I very nearly blogged about it but I was too weary of this sort of crap to bother. And, actually, you know what, I was actually kind of hurt. I know that’s a deeply pathetic thing to say, and I shouldn’t take a random post by a games journalist in any way personally, but it’s genuinely a bit of a shock to the system when you realise that respect is travelling in one direction only. The thing is, RPS is a great site, and it has four very passionate, committed and fair minded writers; and its remit is to cover “all of PC gaming, rather than just one of the weird and wonderful niches”. Apparently that should read “all of PC gaming, rather than just one of the weird and wonderful niches, and not World of Warcraft because that’s a stupid game for stupid people.”
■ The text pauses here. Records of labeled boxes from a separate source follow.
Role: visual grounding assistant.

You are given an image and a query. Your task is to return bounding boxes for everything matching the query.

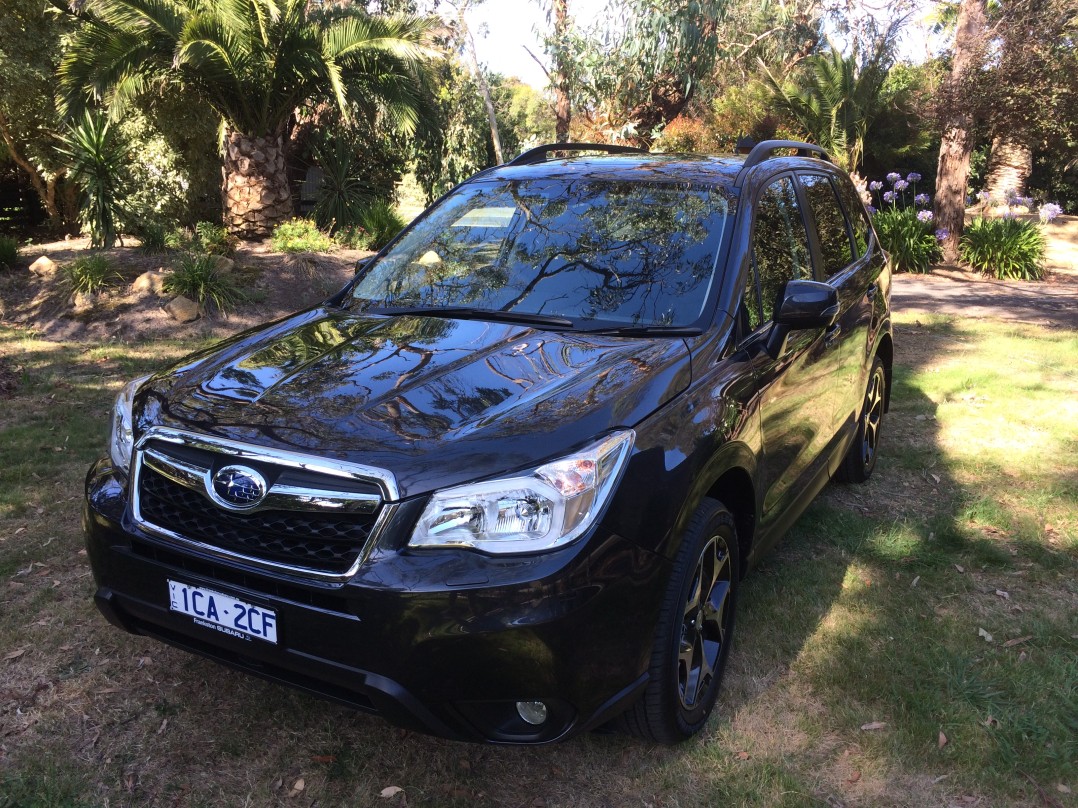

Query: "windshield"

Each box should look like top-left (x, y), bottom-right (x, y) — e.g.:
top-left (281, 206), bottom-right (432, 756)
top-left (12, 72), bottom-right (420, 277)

top-left (353, 180), bottom-right (728, 326)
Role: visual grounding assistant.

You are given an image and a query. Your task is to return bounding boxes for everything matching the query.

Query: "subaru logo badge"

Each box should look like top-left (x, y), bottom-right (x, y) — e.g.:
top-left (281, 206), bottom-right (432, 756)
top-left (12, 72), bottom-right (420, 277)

top-left (209, 465), bottom-right (266, 511)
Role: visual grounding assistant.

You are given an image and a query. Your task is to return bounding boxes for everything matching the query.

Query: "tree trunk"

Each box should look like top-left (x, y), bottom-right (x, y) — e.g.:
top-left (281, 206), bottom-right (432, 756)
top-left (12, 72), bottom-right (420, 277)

top-left (550, 0), bottom-right (572, 143)
top-left (984, 135), bottom-right (1033, 199)
top-left (221, 129), bottom-right (292, 239)
top-left (936, 0), bottom-right (985, 263)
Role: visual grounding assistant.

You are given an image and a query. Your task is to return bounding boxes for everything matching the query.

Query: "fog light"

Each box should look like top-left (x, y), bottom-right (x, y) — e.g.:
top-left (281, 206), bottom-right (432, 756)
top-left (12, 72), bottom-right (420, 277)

top-left (516, 701), bottom-right (547, 726)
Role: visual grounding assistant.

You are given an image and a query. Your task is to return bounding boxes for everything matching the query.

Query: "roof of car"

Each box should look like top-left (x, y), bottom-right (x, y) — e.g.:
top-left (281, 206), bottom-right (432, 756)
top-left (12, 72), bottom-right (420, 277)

top-left (473, 154), bottom-right (820, 184)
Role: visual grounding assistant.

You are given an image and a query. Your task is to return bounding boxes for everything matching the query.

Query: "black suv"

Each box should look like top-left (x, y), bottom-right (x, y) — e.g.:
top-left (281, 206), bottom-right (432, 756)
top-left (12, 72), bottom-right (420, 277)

top-left (84, 141), bottom-right (893, 743)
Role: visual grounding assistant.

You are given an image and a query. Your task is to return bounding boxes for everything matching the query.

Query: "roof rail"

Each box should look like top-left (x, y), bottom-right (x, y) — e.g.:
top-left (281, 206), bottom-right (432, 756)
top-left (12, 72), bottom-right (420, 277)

top-left (742, 140), bottom-right (831, 170)
top-left (506, 143), bottom-right (648, 166)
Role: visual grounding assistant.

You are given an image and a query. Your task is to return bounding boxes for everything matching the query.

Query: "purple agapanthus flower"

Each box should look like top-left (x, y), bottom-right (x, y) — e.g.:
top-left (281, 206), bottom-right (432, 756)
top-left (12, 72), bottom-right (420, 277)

top-left (1040, 203), bottom-right (1063, 224)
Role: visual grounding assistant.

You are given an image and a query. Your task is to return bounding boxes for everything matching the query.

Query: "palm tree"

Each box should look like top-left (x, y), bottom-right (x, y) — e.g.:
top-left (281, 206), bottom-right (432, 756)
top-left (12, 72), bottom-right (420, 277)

top-left (59, 0), bottom-right (429, 238)
top-left (761, 31), bottom-right (898, 171)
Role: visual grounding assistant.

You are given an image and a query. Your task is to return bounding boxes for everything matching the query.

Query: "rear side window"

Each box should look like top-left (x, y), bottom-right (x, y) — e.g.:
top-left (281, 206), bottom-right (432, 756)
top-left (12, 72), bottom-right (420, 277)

top-left (839, 180), bottom-right (870, 259)
top-left (752, 177), bottom-right (812, 322)
top-left (801, 173), bottom-right (854, 278)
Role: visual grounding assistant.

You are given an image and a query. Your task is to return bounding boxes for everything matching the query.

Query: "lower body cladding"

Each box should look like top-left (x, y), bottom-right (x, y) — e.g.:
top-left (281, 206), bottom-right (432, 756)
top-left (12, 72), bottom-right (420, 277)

The whole piece was unbelievably cheap. Smith is absolutely entitled not to like WoW, and not to like the trailer, but it’s the fact that in his non-too-subtle attempt to communicate his contempt for the game and everyone who plays it he must have actually trawled the internet specifically for the most boring video of the most boring fight he could find. I mean if you just randomly do a youtube search for “wow fight” the second hit you get is a 25-man Illidan take down. Finding something that looked shit must have taken real effort, and was such a pathetically petty act I actually can’t be arsed to write more about it.

But even our journalists, and the good ones, are reinforcing the stereotypes. I mean, the people who play WoW must be total total losers, right, because even other gamers look down on them.  You’re not going to validate the worth of other games by condemning WoW. You’re just going to make yourself look like an arse.

Q: So, you talk about WoW and seem devoted to it but I’m curious – have you tried any other MMOs? If so, what, and what brought you back to WoW?

Tamarind: Nope, I’m completely WoW-monogamous. I simply don’t have time for another MMO in my life, and I honestly don’t know what would make me want to leave Azeroth. It’s not just the game, it’s the friends I’ve met here, and the experiences I’ve had. Leaving WoW would be like moving to a new city. Of course I could do it, but I love where I am, and I’d be leaving a lot behind that mattered to me.